How do you secure your server box

[sg313]

I am running a server on gentoo (for severaly years now, I am quite happy with it), and was wondering how you guys secure your boxes? What I do at the moment is

• hardened kernel without module loading support
  
• keeping the open ports to a minimum (only ssh/http/https) using iptables

In particular does it make sense to use something like a virus scanner?

[Gentoo64]

The virus scanner should only be for scanning Windows viruses if you will transfer files to Windows computers.

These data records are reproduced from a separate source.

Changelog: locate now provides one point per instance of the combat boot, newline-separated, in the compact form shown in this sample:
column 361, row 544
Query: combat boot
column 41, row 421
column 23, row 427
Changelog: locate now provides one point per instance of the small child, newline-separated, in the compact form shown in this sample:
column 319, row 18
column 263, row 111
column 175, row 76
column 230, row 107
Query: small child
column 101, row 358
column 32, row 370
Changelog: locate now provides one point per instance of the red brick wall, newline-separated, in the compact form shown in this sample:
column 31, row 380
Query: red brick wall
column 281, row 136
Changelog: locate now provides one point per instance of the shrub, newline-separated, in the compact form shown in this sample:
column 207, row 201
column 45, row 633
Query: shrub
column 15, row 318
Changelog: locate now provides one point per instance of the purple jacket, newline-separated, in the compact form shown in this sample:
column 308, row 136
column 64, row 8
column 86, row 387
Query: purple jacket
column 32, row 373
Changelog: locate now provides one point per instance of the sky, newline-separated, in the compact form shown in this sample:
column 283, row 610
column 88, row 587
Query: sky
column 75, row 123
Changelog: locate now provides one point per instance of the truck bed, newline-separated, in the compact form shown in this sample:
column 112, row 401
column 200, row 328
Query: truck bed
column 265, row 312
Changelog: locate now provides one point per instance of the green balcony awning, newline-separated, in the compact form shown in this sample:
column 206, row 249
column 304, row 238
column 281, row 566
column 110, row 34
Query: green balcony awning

I think as you're running hardened etc (make sure you use the hardened toolchain as well) and minimal services you should be ok as long as the services are setup securely themselves. Make sure ssh has decent password with some sort of rate limiting, or maybe use key only auth if it's not inconvenient.
You could have a go with RBAC if you haven't already as that will turn root into a pretty limited user- I found it much easier to setup and work with than selinux, and it can be very powerful.

Keep the system up to date... not really sure what else to suggest :s

[tel]

Mine might be a bit of an overkill, but it's all automated, so what the heck.

1. No root login on ssh
2. Strong passwords
3. Non-standard ssh ports (debatable method)
4. I use fail2ban to limit ssh attempts
5. ClamAV as an antivirus, as my server also backs up local Windows machines
6. Daily chkrootkit with daily output emailed to me
7. Limited permissions for all my users
8. Daily email of all ssh attempted and actual logins

I don't use:
1. Key authentication for ssh, because users may log in from a variety of different machines
2. Local encryption, because if someone breaks in and steals stuff, I've got other things to worry about

[sg313]

Thanks for the replies, since I am not handling email or windows user data, I will not install a virus scanner. I've set up chkrootkit and denyhosts. My ssh system already forbid root login, but I have to check the password strength for the user accounts somehow (at least those which can su).

I've also skimmed the grsecurity and RBAC howto on gentoo, but I'll leave it for the weekend

[Hu]

Analyzing the password strength for users who are permitted to run /bin/su is a good step, but you should be aware that even users who cannot su to root can still run setuid binaries. Certain bugs can permit a malicious user to step up to the privileges of any setuid binary that he can execute. As far as I know, there are no publicly known unfixed bugs of this type in the latest kernels, but that is one more vector you should consider. Therefore, you should verify security on all users with login rights, even ones who are only guests on the system. Ideally, use the sshd Match directives to grant password-based login only to those users who cannot or will not use key-only login.

[cach0rr0]

[sg313]

Thanks again, I looked at the tutorial, and will see what I can implement on the box!